A major component of our work this summer involved making a detailed investigation a major fault, which extends over 100 km E-W from the high Dzungar-Alatau mountains into the flat Kazakh platform. Along the faults length, a consistent ~7 to 10 m scarp is impeccably preserved offsetting Paleozoic mountain ridges (Fig. 2) and along the range front in its eastern extent, and as a single ~7 m vertical step within otherwise flat-lying, vegetated desert loess in its western extent (Fig. 3). Along the length of the fault, ponds have formed where drainage is blocked by the vertical offset. In particular we were interested in a ‘ghost’ river channel which was abandoned by uplift on this fault (Fig.4).
Based on the continuity and consistency of the scarp height over the entire fault-length it is likely that this fault scarp was formed during one very large, catastrophic earthquake. To test this hypothesis, we collected sediment samples from the base of several dried-pond sites in the east and west of the fault and from the abandoned ‘ghost’ river channel. If this was indeed one event, then the ages of these samples should be the same. Using the date of this event and quantitative measurements of the amount and sense of displacement found using field-surveyed digital elevation models (DEMs) we can calculate a minimum late Quaternary slip-rate, which will provide the first ever constraint on the seismic hazard of this fault.

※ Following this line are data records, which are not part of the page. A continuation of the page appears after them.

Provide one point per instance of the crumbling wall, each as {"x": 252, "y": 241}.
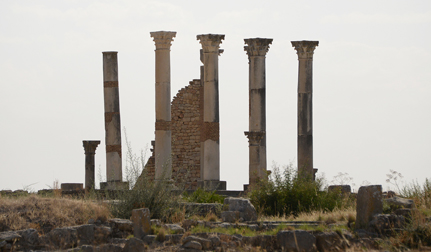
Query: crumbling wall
{"x": 186, "y": 120}
{"x": 186, "y": 131}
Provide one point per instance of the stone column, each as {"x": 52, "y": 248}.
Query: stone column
{"x": 112, "y": 118}
{"x": 256, "y": 50}
{"x": 163, "y": 166}
{"x": 210, "y": 134}
{"x": 305, "y": 50}
{"x": 90, "y": 151}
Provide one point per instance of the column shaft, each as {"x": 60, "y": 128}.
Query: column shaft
{"x": 305, "y": 50}
{"x": 163, "y": 145}
{"x": 256, "y": 50}
{"x": 90, "y": 151}
{"x": 210, "y": 129}
{"x": 112, "y": 117}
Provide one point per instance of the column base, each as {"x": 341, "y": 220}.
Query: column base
{"x": 212, "y": 185}
{"x": 114, "y": 185}
{"x": 246, "y": 187}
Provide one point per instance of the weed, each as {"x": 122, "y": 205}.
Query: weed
{"x": 202, "y": 196}
{"x": 161, "y": 235}
{"x": 286, "y": 193}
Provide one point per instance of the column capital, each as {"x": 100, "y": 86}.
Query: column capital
{"x": 210, "y": 42}
{"x": 257, "y": 46}
{"x": 90, "y": 146}
{"x": 305, "y": 48}
{"x": 254, "y": 137}
{"x": 163, "y": 39}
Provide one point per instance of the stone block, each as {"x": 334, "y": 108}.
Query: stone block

Closer to Almaty, we made preliminary field observations of a major right-lateral strike-slip fault, Dzhalair-Naiman (Fig. 1), which extends over 400 km NW-SE into the Kazakh Platform, and finally we conducted several slip-rate studies along the E-W oriented Zailisky-Alatau range front (part of the Ili-Alatau mountain range) which forms the snow-capped backdrop south of Almaty. In particular, the fault scarps investigated at these final sites may be potential paleo-rupture candidates for the historic Mw ~7 to 8 earthquake which devastated Almaty (formerly Verny) in 1887.